Prior to launching l’aviva home, you worked as a Creative Director of Travel + Leisure Magazine. How does this globetrotting experience inform your work now?

There’s a definite throughline connecting my time at T+L and what we do here at l’aviva home. I adored working at the magazine—and then after a good many years there, I was really craving the opportunity to do something in 3D. My favorite part of being on the team at T+L was the opportunity it afforded me to meet so many people and to work in so many places around the world. And in thinking about next steps, I wanted to continue to travel with a purpose, not just as a tourist. The basis of l’aviva home originally was much more guided by the idea of relationships and different ways of engaging with the world than it was about making things. And, in many respects, that remains true today, 10 years later: while we’re definitely design-obsessed, we’re driven by sense of connection.

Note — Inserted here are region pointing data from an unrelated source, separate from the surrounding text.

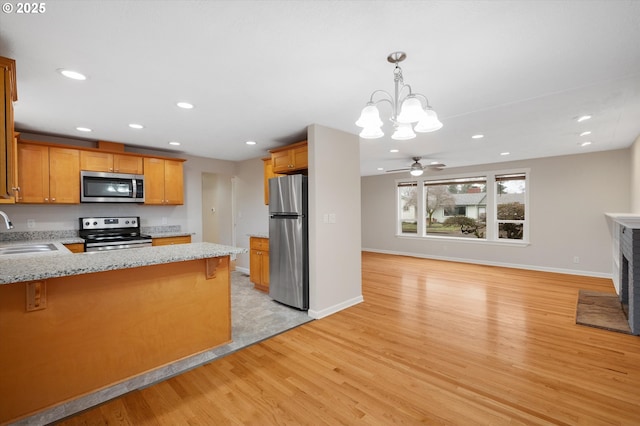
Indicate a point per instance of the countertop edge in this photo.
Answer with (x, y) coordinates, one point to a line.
(39, 267)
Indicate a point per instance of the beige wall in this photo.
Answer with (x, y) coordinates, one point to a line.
(252, 215)
(568, 198)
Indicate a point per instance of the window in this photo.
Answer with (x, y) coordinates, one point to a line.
(453, 207)
(510, 206)
(491, 207)
(408, 203)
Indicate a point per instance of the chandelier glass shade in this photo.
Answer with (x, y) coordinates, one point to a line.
(407, 108)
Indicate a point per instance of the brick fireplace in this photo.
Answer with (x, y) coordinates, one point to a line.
(630, 276)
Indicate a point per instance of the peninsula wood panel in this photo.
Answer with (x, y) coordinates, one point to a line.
(101, 328)
(433, 342)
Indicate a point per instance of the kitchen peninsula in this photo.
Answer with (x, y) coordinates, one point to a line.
(72, 324)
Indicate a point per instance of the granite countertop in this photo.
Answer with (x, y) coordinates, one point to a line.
(259, 235)
(62, 263)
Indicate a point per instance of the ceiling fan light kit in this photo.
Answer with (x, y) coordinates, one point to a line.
(406, 108)
(416, 169)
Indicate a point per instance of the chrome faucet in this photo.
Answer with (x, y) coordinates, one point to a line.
(6, 220)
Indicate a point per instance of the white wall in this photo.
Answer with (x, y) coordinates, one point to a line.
(335, 277)
(568, 198)
(65, 217)
(252, 215)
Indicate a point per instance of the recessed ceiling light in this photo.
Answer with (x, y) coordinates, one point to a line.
(74, 75)
(185, 105)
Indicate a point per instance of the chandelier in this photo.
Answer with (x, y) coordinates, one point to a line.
(406, 109)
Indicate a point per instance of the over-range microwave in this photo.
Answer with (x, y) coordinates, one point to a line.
(102, 187)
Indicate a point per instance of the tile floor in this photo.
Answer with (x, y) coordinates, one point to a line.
(254, 317)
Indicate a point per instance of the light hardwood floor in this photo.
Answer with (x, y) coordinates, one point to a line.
(433, 342)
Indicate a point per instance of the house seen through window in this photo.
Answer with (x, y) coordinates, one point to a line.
(490, 207)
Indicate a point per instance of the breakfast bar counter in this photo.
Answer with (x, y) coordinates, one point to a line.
(71, 324)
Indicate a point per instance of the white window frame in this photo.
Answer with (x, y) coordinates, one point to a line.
(491, 208)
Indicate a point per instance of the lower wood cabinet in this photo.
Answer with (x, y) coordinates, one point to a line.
(259, 263)
(166, 241)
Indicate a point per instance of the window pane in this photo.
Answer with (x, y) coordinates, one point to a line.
(511, 231)
(407, 203)
(510, 206)
(456, 208)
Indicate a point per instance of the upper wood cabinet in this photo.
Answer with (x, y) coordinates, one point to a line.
(8, 149)
(259, 263)
(109, 162)
(290, 159)
(164, 182)
(48, 175)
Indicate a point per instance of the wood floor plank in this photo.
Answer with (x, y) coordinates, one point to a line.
(433, 342)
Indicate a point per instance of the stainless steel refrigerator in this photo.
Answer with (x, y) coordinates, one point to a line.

Where in the world were you when the first seed of inspiration came to you to launch the business?

The idea for l’aviva home didn’t come about all at once—and we’ve gone through various iterations over time. I would say, though, that the start of us really taking deep dives into product development and process as it evolves through cultural exchange came about via a trip I took to Kyrgyzstan in 2010. I went on a quest to better understand shyrdak (the felt rugs traditionally made to line the floors and walls of yurts), and came away with a full on obsession for the people and the storytelling and the historical context behind the art—and a dedication to working through the many obstacles to create something together.

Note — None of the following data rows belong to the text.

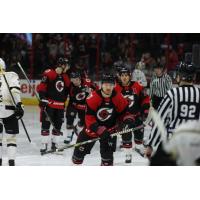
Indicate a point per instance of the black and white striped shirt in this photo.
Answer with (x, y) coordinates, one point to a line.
(179, 105)
(160, 85)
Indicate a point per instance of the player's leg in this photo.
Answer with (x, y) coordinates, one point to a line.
(45, 128)
(80, 125)
(12, 129)
(58, 121)
(107, 147)
(127, 146)
(1, 141)
(80, 151)
(138, 137)
(70, 116)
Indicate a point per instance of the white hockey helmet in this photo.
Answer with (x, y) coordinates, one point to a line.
(2, 64)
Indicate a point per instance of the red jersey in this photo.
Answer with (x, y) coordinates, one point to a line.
(139, 101)
(78, 94)
(102, 111)
(55, 88)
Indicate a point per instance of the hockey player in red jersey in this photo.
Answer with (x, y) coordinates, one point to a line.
(139, 103)
(80, 88)
(53, 91)
(104, 108)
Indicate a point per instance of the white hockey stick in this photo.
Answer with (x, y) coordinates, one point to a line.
(160, 125)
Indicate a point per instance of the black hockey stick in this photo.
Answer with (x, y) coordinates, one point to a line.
(29, 139)
(37, 96)
(93, 140)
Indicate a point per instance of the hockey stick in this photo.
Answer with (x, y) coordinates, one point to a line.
(93, 140)
(37, 96)
(29, 139)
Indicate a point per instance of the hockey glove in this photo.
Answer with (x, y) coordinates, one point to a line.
(103, 133)
(19, 111)
(128, 123)
(43, 103)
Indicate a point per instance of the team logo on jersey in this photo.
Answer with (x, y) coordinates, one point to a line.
(80, 96)
(60, 86)
(104, 113)
(130, 99)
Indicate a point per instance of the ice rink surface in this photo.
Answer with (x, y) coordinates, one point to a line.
(28, 154)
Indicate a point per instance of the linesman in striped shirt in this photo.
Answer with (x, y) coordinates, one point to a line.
(179, 105)
(160, 83)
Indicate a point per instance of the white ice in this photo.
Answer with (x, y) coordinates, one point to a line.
(28, 154)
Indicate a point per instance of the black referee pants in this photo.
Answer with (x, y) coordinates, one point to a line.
(156, 101)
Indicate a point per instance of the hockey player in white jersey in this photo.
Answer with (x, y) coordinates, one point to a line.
(9, 113)
(182, 149)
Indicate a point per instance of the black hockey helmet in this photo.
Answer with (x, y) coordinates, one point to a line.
(108, 78)
(124, 70)
(75, 75)
(158, 65)
(63, 61)
(186, 71)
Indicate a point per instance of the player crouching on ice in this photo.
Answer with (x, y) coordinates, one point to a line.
(9, 113)
(104, 109)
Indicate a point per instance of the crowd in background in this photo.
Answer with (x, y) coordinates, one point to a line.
(96, 52)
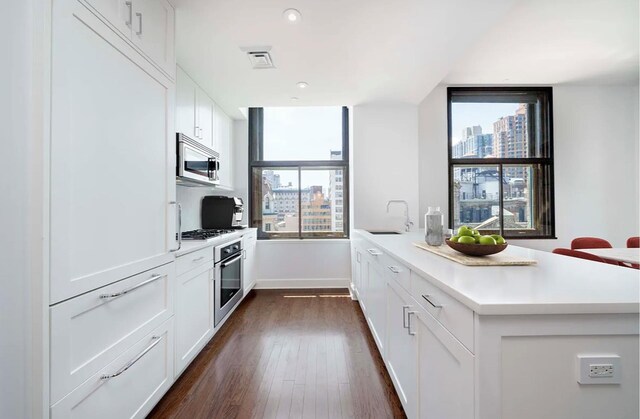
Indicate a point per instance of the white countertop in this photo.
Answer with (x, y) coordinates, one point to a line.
(556, 285)
(189, 246)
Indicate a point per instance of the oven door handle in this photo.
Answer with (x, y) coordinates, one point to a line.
(229, 262)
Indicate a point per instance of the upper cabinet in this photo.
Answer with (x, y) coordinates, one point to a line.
(148, 24)
(199, 117)
(112, 155)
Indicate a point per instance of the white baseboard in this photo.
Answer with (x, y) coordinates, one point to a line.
(302, 283)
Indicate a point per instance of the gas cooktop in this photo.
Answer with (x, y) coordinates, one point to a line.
(203, 234)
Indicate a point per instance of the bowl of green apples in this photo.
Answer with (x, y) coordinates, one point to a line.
(472, 243)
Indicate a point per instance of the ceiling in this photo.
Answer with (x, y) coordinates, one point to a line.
(359, 51)
(556, 41)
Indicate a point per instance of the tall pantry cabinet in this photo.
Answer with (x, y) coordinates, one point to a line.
(112, 211)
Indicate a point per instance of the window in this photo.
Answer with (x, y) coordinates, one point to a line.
(299, 164)
(501, 160)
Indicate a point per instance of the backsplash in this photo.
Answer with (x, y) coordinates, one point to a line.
(190, 199)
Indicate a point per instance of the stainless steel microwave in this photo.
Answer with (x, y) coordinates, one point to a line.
(196, 164)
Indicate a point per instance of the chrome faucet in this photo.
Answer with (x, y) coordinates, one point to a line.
(407, 222)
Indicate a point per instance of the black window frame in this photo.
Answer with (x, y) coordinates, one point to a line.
(546, 161)
(256, 161)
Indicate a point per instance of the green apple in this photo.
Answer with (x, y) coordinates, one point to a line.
(487, 240)
(465, 231)
(466, 240)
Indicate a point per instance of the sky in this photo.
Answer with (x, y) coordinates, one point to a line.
(465, 115)
(302, 133)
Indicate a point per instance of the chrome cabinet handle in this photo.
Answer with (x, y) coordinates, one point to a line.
(154, 277)
(130, 6)
(155, 340)
(229, 262)
(434, 305)
(409, 323)
(404, 316)
(139, 31)
(179, 233)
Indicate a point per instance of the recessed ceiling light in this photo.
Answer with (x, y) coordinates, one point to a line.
(292, 16)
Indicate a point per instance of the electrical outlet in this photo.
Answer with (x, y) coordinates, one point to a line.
(601, 369)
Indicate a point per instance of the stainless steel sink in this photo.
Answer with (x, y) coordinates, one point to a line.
(383, 232)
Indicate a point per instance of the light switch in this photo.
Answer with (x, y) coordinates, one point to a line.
(601, 369)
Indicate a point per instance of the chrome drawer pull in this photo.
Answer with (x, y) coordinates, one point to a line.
(155, 341)
(435, 305)
(409, 323)
(404, 316)
(154, 277)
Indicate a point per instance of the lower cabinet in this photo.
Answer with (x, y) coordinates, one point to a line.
(401, 346)
(194, 313)
(249, 268)
(129, 386)
(445, 370)
(432, 371)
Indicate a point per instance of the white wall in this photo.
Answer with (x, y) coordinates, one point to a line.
(19, 220)
(385, 165)
(596, 161)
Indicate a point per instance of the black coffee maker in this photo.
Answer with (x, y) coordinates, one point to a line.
(222, 212)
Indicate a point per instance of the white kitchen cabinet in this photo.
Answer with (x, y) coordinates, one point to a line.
(223, 140)
(112, 156)
(445, 371)
(152, 24)
(195, 112)
(93, 329)
(194, 311)
(376, 299)
(401, 347)
(186, 110)
(249, 268)
(129, 386)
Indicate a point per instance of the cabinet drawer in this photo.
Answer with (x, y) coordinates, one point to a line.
(396, 271)
(192, 260)
(139, 378)
(92, 330)
(453, 315)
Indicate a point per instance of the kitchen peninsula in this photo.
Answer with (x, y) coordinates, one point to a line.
(488, 342)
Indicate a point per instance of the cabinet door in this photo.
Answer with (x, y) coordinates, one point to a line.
(112, 143)
(118, 13)
(224, 135)
(249, 272)
(401, 346)
(205, 118)
(153, 32)
(445, 371)
(376, 303)
(186, 104)
(194, 314)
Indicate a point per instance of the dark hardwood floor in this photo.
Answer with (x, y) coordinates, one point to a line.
(287, 354)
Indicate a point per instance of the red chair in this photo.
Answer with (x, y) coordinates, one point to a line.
(581, 255)
(635, 243)
(590, 243)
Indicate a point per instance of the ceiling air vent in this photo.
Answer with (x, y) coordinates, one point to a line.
(260, 57)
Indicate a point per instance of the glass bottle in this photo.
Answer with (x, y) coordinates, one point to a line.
(434, 227)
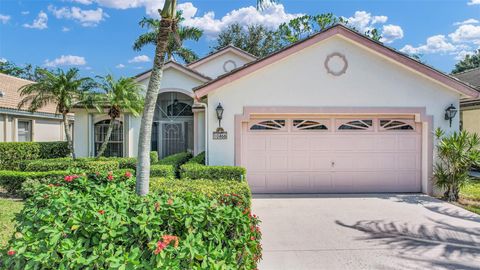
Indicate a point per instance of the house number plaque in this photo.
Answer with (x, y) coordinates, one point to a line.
(220, 134)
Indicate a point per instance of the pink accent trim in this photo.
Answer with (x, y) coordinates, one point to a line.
(343, 31)
(248, 112)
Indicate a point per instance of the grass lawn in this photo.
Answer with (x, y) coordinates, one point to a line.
(8, 209)
(470, 196)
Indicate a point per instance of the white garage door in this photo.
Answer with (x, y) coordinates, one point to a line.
(332, 155)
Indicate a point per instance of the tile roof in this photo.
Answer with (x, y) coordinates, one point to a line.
(9, 86)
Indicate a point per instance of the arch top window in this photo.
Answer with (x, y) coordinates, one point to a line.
(356, 125)
(392, 124)
(309, 125)
(269, 125)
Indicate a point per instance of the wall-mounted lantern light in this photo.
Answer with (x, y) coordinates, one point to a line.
(219, 111)
(450, 113)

What kind of experience are you looking to create in your clients’ homes through your collections?

I think that there’s an ever-growing yearning for designs that tell stories — and, in very much the same way, there’s a craving for authenticity. With the handmade, you have to be true to the materials that you are working with, with both design and technique being informed by the materials themselves — it’s authentic by nature. I’ll always say that first and foremost, we want our clients to have something beautiful, in its own right. And then beyond that, the ideal is that the pieces leave them feeling connected to the world in a meaningful way.

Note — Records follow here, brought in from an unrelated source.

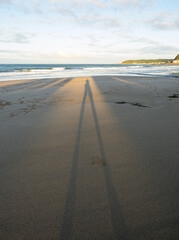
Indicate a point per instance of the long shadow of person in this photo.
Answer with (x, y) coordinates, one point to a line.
(117, 218)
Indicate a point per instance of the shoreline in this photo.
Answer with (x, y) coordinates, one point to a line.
(89, 156)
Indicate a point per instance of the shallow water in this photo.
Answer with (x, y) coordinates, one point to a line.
(34, 71)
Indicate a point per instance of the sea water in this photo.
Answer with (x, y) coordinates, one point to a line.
(34, 71)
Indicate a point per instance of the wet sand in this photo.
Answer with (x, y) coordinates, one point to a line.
(89, 158)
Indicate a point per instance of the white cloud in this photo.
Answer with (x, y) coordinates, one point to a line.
(11, 36)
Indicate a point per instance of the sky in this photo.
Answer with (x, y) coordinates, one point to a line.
(87, 31)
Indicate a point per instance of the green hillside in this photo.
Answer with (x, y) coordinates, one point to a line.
(148, 61)
(177, 57)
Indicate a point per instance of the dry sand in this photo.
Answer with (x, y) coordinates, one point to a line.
(89, 158)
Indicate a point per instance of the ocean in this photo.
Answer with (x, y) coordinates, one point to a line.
(34, 71)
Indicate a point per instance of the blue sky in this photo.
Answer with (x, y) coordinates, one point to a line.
(87, 31)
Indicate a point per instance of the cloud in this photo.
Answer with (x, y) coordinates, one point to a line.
(15, 37)
(164, 21)
(5, 1)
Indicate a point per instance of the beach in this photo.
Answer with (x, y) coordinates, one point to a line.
(90, 158)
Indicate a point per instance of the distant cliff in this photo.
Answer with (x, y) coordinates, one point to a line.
(153, 61)
(177, 58)
(148, 61)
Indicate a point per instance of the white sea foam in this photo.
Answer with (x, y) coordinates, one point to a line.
(84, 70)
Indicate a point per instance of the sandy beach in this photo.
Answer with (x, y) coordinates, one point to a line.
(89, 158)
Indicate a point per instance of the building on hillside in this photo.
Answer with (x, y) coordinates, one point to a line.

What do you look for in the artisans and workshops you choose for each of your collaborations?

We are very focused on building strong partnerships with the artisans we work with. They bring their deep knowledge and mastery, and we bring a fresh perspective and a new way to frame their work. Everything we do is guided by process, which is different every time—a collection evolves according to the relationships we form and the experiences we have. We’ll often be drawn to a country or a region or a particular workshop starting with a long-standing tradition or a technique or a material—but ultimately we’re guided by the ‘who’—who we are drawn to, who we vibe with, who we want to be Whatsapp-ing with about little details 24-7…

What inspired the new Piedra collection, and what does Tala bring to the collaboration?

The inspiration for the Piedra Collection came at us from a few different directions.

Allyson Keenan, our design director, and I share a stone mask obsession. And we had recently come across the images and the story behind the stone masks from the Aztec civilization of Teotihuacán. There were a very limited number of these masks unearthed—but they all share very specific, geometrically-rendered features that appeal to us aesthetically. The fact that the masks were also characterized by having holes in the ears indicates that they were meant to be hung—which seemed to provide the perfect point of departure for designing wall-hung lighting.

We’d also been wanting, for some time, to find the right fit for a project working in stone. When we learned that it is believed that the stone for the masks of Teotihuacán was quarried from the same place as that being mined today by the artisans in the town in Puebla that we have been wanting to work with, it all gelled.

And the idea of working with Tala on this collection was part of the mix from the very start. We knew that we wanted the overall design sensibility of these lights to mirror the streamlined silhouettes of the masks—and that the bulb, being wholly exposed, needed to be a design element in and of itself. The porcelain effect of the bulbs complements the characteristics of the stone, and the matte finish deflects the light in such a way that it plays differently off the translucency of some of the stones, and the opacity of others.

That, and also just the fact that the light quality of the Tala bulbs is so wholly pleasing—worlds away from other LEDs. More and more of our clients are requesting LED options with our lighting (with more and more building codes requiring them), and Tala bulbs provide a great way for us to be responsive on that count.

What is ‘home’ for you?

Home is anyplace I can cook a big meal with friends.